Edward H. Allison | University of Washington
Edward H. Allison’s work spans research, policy and practice in both fisheries science and international development on the coasts and inland waters of sub-Saharan Africa, Asia, Oceania, Latin America and Europe. His main areas of expertise include the contribution of fisheries and aquaculture to food security and coastal livelihoods; the governance of small-scale fisheries and aquaculture production; and people's vulnerability and adaptation to climate change. Since working in Malawi for the UK Department for International Development, Allison has taught at the University of East Anglia, advised the United Nations Food and Agriculture Organization, and was a director at the WorldFish Center in Malaysia. He is currently a professor of marine and environmental affairs at the University of Washington in Seattle.
Andrew Balmford I University of Cambridge
Andrew Balmford has been a conservation supporter ever since he can remember. He is a professor of conservation science in the Zoology Department at the University of Cambridge. Balmford’s main research interests include the costs and benefits of effective conservation and solutions for reconciling conservation with land-demanding activities such as farming. To have most impact, he focuses his research in developing countries and collaborates closely with conservation practitioners and colleagues in other disciplines.

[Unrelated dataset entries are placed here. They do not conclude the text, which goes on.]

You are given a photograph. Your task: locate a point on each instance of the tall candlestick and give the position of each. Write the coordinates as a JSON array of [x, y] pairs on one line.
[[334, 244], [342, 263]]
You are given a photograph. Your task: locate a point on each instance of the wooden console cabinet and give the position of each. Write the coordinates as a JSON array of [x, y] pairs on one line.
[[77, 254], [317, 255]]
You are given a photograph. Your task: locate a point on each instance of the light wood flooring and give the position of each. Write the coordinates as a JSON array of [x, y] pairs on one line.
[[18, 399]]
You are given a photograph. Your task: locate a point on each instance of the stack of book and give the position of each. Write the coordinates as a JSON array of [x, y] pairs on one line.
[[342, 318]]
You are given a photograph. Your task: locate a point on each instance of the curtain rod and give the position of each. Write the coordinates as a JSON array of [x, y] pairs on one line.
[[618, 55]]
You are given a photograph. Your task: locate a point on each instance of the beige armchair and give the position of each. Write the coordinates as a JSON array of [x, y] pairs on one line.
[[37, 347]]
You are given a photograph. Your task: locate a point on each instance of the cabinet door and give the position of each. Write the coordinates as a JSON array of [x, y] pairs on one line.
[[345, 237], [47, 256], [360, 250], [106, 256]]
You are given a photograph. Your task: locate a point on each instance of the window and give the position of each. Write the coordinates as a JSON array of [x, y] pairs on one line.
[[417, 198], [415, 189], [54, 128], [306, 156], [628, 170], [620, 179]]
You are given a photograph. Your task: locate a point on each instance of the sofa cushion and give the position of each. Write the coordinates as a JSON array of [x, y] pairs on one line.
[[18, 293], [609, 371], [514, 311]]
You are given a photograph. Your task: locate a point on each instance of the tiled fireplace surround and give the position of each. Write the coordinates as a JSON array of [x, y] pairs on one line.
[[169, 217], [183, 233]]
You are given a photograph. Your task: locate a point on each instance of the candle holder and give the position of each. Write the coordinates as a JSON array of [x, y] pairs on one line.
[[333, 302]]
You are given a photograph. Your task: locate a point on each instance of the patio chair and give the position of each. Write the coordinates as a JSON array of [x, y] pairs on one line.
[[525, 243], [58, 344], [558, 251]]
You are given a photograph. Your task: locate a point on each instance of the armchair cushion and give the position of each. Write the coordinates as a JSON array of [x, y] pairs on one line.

Balmford helped establish the Cambridge Conservation Forum, the Cambridge Conservation Initiative and the annual Student Conference on Conservation Science.
Kate Brauman | University of Minnesota
Kate Brauman is the lead scientist for the Global Water Initiative at the University of Minnesota’s Institute on the Environment. Brauman’s research integrates hydrology and plant-water relationships with economics and policy to better understand how water use by people affects the environment and our ability to live well in it. Through projects as diverse as payments for watershed services, global variation in crop per drop, and worldwide trends in water consumption and availability, Brauman works with the Global Water Initiative to find sustainable solutions to pressing water issues. Prior to earning a doctorate from Stanford University, Brauman worked in public education at the Natural Resources Defense Council. She continues to speak and write regularly about water.
Jennifer Clapp | University of Waterloo
Jennifer Clapp is a Canada Research Chair in Global Food Security and Sustainability as well as a professor of environment and resource studies at the University of Waterloo in Canada. She is also a Trudeau Foundation Fellow. Clapp has written widely on global governance issues at the intersection of food security, the global economy and environmental issues. Her recent books include Hunger in the Balance: The New Politics of International Food Aid (2012), Food (2012), Paths to a Green World: The Political Economy of the Global Environment (with Peter Dauvergne, 2011), The Global Food Crisis: Governance Challenges and Opportunities (co-edited with Marc J. Cohen, 2009) and Corporate Power in Global Agrifood Governance (co-edited with Doris Fuchs, 2009).
Jason Clay | WWF-US
Jason Clay, senior vice president for markets and food, leads WWF’s work on agriculture, aquaculture, business and industry, finance, fisheries and forests. Clay directs WWF’s efforts to work with private sector companies to improve their supply chain management, particularly with regard to ingredient sourcing and carbon and water neutrality. Clay is the author of 15 books, more than 400 articles and 700 invited presentations. Over the course of his career, he has worked on a family farm, taught at Harvard and Yale, worked at the US Department of Agriculture and spent more than 25 years working with human rights and environmental organizations. Clay has a PhD in anthropology and international agriculture from Cornell University. He is National Geographic's first Food and Sustainability Fellow.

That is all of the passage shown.